# Acessing Values only at certain indexes using iterators

Here you are

int rob( const vector<int>& nums) {

int i = 0;
int a = std::accumulate(nums.begin(), nums.end(), 0,
[&i]( const auto &acc, const auto &value )
{
return ( i ^= 1 ) ? acc + value : acc;
} );

std::cout <<" a: " <<a;
return a;

}


Here is a demonstrative program

#include <iostream>
#include <vector>
#include <iterator>
#include <numeric>

int rob( const std::vector<int> &nums )
{
int i = 0;

int a = std::accumulate( std::begin( nums ), std::end( nums ), 0,
[&i]( const auto &acc, const auto &value )
{
return ( i ^= 1 ) ? acc + value : acc;
} );

return a;
}

int main()
{
std::vector<int> v = { 0, 1, 2, 3, 4, 5, 6, 7, 8, 9 };

std::cout << rob( v ) << '\n';

return 0;
}


Its output is

20


You can add one more parameter to the function that you could select whether to sum even or odd numbers.

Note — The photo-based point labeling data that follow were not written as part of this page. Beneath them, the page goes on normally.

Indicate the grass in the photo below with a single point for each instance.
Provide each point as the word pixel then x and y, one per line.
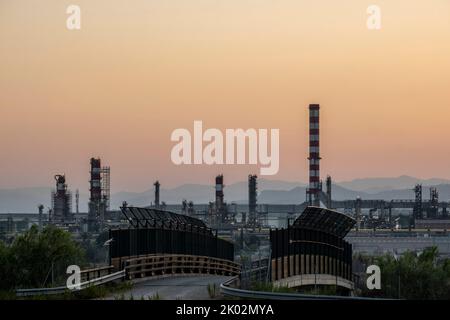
pixel 93 292
pixel 212 290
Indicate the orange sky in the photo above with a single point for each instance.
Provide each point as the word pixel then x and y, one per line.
pixel 139 69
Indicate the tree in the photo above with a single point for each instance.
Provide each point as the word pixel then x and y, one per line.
pixel 36 258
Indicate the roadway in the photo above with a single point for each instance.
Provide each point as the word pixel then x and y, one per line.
pixel 193 287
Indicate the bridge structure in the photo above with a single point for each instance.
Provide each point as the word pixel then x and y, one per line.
pixel 312 251
pixel 163 243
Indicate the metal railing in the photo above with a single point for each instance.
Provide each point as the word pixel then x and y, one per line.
pixel 227 290
pixel 60 290
pixel 156 265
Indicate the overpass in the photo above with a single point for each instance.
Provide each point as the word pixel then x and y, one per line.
pixel 161 243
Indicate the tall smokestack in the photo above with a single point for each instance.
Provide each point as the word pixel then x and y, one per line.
pixel 96 187
pixel 314 156
pixel 156 184
pixel 252 197
pixel 219 191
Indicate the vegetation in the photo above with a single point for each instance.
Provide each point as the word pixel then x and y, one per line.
pixel 38 259
pixel 412 276
pixel 212 290
pixel 269 287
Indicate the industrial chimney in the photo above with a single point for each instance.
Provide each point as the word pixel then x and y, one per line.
pixel 157 185
pixel 314 156
pixel 219 192
pixel 252 197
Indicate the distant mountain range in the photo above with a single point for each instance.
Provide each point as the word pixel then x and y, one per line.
pixel 269 191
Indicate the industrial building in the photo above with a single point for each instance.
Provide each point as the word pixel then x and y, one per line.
pixel 312 251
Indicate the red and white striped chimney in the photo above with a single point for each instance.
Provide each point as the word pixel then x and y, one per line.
pixel 314 156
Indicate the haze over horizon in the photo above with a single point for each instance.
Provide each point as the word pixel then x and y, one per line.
pixel 118 87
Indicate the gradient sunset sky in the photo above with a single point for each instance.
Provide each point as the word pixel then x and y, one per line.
pixel 139 69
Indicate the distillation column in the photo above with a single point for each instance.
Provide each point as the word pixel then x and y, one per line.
pixel 314 156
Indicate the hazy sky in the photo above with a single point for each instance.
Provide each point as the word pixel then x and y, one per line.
pixel 139 69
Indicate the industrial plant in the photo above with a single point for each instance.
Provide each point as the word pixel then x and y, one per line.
pixel 308 242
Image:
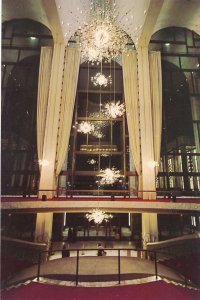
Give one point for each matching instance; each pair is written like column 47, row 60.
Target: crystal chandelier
column 114, row 110
column 85, row 127
column 101, row 38
column 43, row 162
column 101, row 80
column 108, row 176
column 91, row 161
column 98, row 216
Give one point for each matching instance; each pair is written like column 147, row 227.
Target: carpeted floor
column 158, row 290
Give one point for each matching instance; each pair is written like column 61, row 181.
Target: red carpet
column 76, row 198
column 189, row 266
column 159, row 290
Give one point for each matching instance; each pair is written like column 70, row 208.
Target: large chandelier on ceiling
column 101, row 38
column 85, row 127
column 114, row 110
column 108, row 176
column 98, row 216
column 101, row 80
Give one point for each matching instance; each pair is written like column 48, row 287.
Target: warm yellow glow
column 98, row 216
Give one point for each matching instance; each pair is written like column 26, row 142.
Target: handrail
column 187, row 281
column 96, row 249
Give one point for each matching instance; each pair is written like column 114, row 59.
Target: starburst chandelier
column 101, row 38
column 101, row 80
column 98, row 216
column 85, row 127
column 91, row 161
column 108, row 176
column 114, row 110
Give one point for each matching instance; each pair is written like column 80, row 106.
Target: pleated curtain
column 156, row 99
column 129, row 67
column 43, row 93
column 69, row 87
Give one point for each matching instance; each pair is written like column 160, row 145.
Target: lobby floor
column 94, row 269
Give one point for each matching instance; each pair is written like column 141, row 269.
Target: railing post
column 119, row 276
column 77, row 265
column 39, row 263
column 156, row 267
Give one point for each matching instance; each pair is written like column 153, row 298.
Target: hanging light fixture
column 101, row 38
column 85, row 127
column 91, row 161
column 109, row 176
column 114, row 110
column 98, row 216
column 101, row 80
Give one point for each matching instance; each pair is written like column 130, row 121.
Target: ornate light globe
column 98, row 216
column 114, row 110
column 109, row 176
column 85, row 127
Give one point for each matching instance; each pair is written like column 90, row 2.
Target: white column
column 149, row 228
column 47, row 174
column 146, row 125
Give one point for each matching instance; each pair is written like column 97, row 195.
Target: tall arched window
column 21, row 43
column 180, row 154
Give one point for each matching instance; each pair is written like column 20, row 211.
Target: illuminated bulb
column 114, row 110
column 43, row 162
column 152, row 164
column 108, row 176
column 85, row 127
column 98, row 216
column 101, row 80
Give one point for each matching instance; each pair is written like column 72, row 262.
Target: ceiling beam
column 150, row 22
column 54, row 22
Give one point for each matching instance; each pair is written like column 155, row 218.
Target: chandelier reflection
column 114, row 110
column 101, row 80
column 109, row 176
column 98, row 216
column 85, row 127
column 101, row 38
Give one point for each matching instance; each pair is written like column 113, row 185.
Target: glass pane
column 194, row 50
column 174, row 48
column 25, row 41
column 189, row 62
column 172, row 59
column 179, row 35
column 5, row 42
column 189, row 38
column 10, row 55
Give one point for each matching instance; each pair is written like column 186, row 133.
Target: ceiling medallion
column 109, row 176
column 101, row 80
column 98, row 216
column 114, row 110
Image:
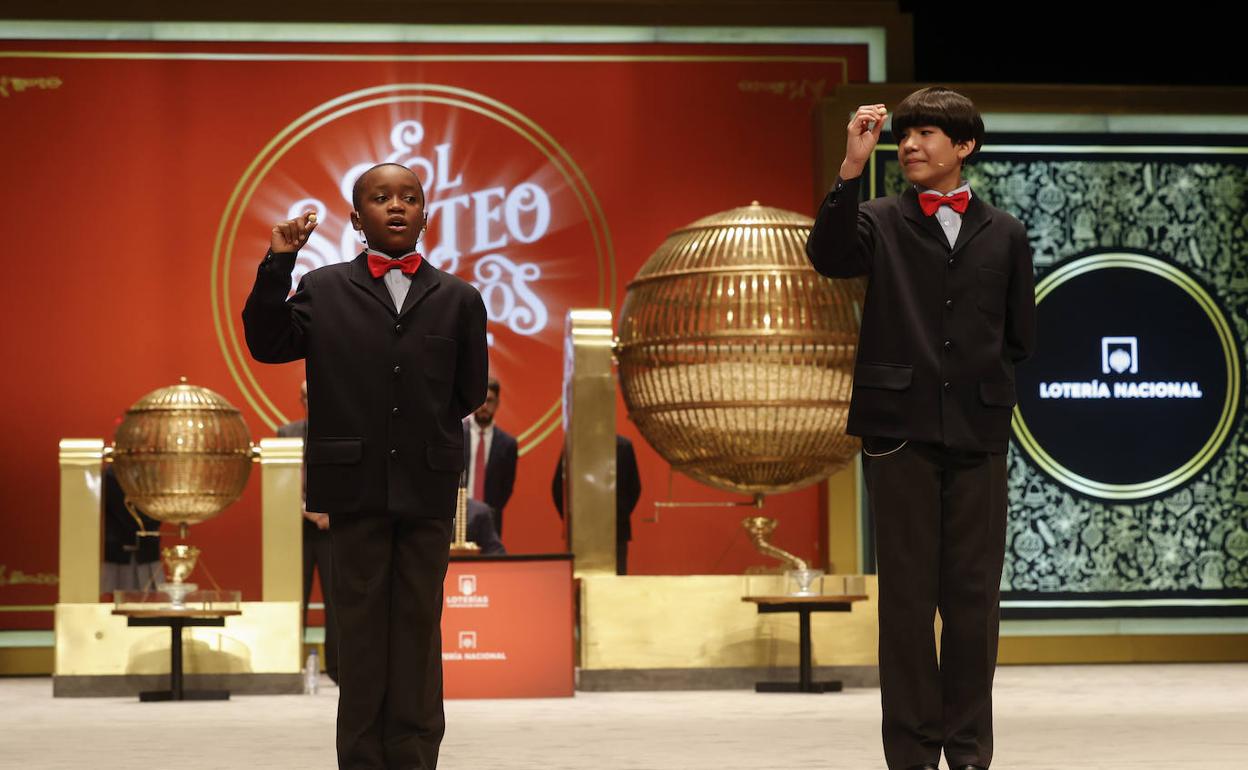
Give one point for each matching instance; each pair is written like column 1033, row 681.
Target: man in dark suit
column 491, row 454
column 628, row 492
column 481, row 529
column 396, row 358
column 317, row 549
column 949, row 311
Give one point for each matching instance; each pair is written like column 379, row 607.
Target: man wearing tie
column 492, row 454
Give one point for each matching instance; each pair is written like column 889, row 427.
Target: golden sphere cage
column 182, row 453
column 736, row 358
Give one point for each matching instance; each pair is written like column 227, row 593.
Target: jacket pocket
column 446, row 458
column 439, row 357
column 887, row 376
column 997, row 393
column 991, row 291
column 335, row 451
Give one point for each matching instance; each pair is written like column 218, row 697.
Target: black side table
column 803, row 605
column 176, row 620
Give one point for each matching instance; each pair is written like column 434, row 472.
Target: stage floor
column 1075, row 718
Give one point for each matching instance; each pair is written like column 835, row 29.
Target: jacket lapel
column 975, row 220
column 929, row 225
column 365, row 280
column 423, row 282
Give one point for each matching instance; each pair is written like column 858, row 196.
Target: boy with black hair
column 949, row 312
column 396, row 358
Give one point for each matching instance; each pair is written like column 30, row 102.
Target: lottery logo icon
column 1120, row 355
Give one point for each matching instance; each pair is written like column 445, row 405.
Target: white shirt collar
column 386, row 256
column 966, row 187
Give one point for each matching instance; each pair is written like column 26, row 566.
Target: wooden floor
column 1076, row 718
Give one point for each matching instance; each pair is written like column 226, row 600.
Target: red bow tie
column 380, row 263
column 931, row 201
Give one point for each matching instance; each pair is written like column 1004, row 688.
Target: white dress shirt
column 950, row 221
column 397, row 282
column 477, row 434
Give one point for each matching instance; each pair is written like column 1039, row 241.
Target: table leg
column 175, row 665
column 804, row 668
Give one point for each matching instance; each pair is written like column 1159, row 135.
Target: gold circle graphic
column 227, row 230
column 1229, row 407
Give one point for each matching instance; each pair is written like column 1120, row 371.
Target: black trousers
column 318, row 557
column 388, row 575
column 940, row 522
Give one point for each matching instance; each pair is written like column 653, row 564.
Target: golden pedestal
column 258, row 650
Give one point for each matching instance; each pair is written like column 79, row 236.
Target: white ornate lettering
column 512, row 302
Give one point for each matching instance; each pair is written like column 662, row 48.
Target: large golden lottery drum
column 735, row 357
column 182, row 453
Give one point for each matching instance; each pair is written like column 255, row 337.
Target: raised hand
column 862, row 134
column 291, row 235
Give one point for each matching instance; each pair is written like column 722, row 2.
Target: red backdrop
column 141, row 181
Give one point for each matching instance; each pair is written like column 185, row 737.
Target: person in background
column 131, row 562
column 491, row 457
column 317, row 550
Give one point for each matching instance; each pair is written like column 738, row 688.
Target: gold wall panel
column 263, row 639
column 589, row 439
column 640, row 622
column 81, row 462
column 281, row 493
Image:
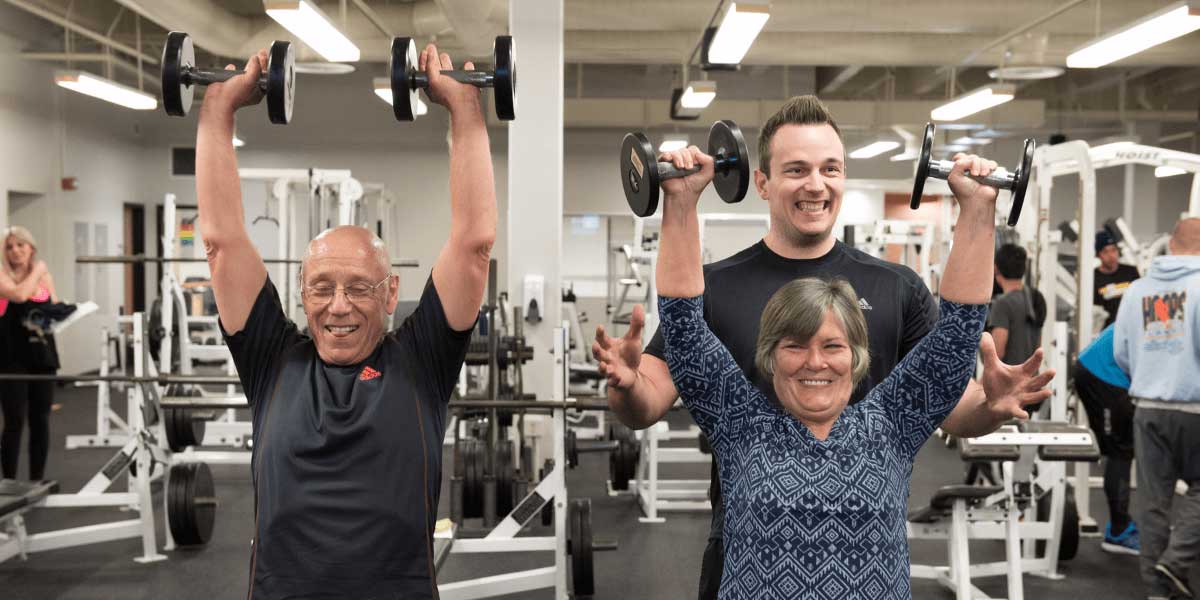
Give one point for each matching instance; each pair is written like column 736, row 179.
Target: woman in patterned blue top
column 815, row 492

For example

#include <iostream>
#include <vector>
#include <iterator>
#include <numeric>

int rob( const std::vector<int> &nums, bool odds = false )
{
int i = odds;

int a = std::accumulate( std::begin( nums ), std::end( nums ), 0,
[&i]( const auto &acc, const auto &value )
{
return ( i ^= 1 ) ? acc + value : acc;
} );

return a;
}

int main()
{
std::vector<int> v = { 0, 1, 2, 3, 4, 5, 6, 7, 8, 9 };

std::cout << rob( v ) << '\n';

std::cout << rob( v, true ) << '\n';
return 0;
}


The program output is

20
25


In this case you can remove the declaration of the variable i. For example

#include <iostream>
#include <vector>
#include <iterator>
#include <numeric>

int rob( const std::vector<int> &nums, bool odds = false )
{
int a = std::accumulate( std::begin( nums ), std::end( nums ), 0,
[&odds]( const auto &acc, const auto &value )
{
return ( odds = !odds ) ? acc + value : acc;
} );

return a;
}

int main()
{
std::vector<int> v = { 0, 1, 2, 3, 4, 5, 6, 7, 8, 9 };

std::cout << rob( v ) << '\n';

std::cout << rob( v, true ) << '\n';
return 0;
}


You have a couple of choices. The quick and (really) dirty way is to walk across the whole collection, and invoke a function that keeps track of the current index, and ignores the values at the odd indices. It works, but it's ugly at best, and more importantly it's wrong on a rather fundamental level, forcing what's supposed to be an accumulation function to take responsibility for doing iteration. In short, this is much more of a problem than a solution.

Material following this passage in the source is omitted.